Don’t think of it as magic though
But don’t get fooled. Don’t always expect that the code will magically run faster just because used Bitwise-operations. Most modern compilers these days already do the optimization on their part even if you didn’t explitly used Bitwise-operations.
Let’s take one example to demonstrate this(I’ve took this from this stackoverflow thread):
Original Calculation | Replacement Calculation |
---|---|
y = x / 8 | y = x » 3 |
y = x * 64 | y = x « 6 |
y = x * 2 | y = x « 1 |
y = x * 15 | y = (x « 4) - x |
The last example is perhaps the most interesting one. Whilst multiplying or dividing by powers of 2 is easily converted (manually) into bit-shifts operations, the compiler is generally taught to perform even smarter transformations that you would probably think about on your own and who are not as easily recognized (at the very least, I do not personally immediately recognize that (x « 4) - x means x * 15).
TL;DR
Bitwise operations are so damn fast because:
- They’re native hardware gates in the ALU — no math, no iteration.
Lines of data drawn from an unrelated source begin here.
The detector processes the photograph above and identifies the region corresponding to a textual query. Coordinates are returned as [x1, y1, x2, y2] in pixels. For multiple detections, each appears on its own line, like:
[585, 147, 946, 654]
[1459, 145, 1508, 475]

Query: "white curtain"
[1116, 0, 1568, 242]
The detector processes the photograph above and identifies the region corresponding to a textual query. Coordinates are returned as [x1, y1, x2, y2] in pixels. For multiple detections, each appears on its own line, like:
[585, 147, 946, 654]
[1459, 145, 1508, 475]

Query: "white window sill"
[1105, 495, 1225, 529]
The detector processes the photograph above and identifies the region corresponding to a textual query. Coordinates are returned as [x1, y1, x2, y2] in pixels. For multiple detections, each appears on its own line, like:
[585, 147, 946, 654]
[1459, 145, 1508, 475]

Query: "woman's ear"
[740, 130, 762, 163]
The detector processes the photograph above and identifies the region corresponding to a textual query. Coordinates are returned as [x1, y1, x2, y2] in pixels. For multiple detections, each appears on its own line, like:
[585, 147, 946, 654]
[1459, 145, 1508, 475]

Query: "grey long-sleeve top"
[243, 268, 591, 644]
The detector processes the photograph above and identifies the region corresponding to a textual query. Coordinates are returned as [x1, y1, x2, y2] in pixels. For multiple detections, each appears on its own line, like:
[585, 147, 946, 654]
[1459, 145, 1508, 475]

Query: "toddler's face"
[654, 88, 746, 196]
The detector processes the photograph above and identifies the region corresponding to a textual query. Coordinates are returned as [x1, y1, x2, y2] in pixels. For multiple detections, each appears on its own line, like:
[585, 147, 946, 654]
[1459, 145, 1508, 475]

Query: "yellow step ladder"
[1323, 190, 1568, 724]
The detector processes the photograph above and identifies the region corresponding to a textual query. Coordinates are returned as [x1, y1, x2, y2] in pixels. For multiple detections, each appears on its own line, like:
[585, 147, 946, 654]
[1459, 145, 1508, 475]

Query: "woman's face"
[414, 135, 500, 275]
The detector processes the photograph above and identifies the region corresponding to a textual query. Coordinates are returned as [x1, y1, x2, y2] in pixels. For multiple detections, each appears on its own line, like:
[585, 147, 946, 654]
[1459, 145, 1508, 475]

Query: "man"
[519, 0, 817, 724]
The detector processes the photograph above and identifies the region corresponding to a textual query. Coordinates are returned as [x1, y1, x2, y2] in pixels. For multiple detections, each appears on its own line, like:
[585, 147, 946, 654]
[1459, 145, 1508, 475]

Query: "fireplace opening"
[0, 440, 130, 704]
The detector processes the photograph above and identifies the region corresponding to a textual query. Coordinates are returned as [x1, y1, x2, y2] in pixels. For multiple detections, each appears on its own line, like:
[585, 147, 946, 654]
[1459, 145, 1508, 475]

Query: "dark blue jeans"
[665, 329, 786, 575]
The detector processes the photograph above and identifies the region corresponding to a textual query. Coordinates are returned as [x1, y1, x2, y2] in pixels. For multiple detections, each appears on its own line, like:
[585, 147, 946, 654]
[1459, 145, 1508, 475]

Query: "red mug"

- They compile to one micro-op with one cycle latency (or better throughput).
- They can be parallelized across multiple ALUs.
- Shifts and rotates use barrel shifters — constant-time for any shift amount.
- They avoid memory latency when operands are in registers.
The CPU literally speaks in bitwise. Everything else is just built on top of it.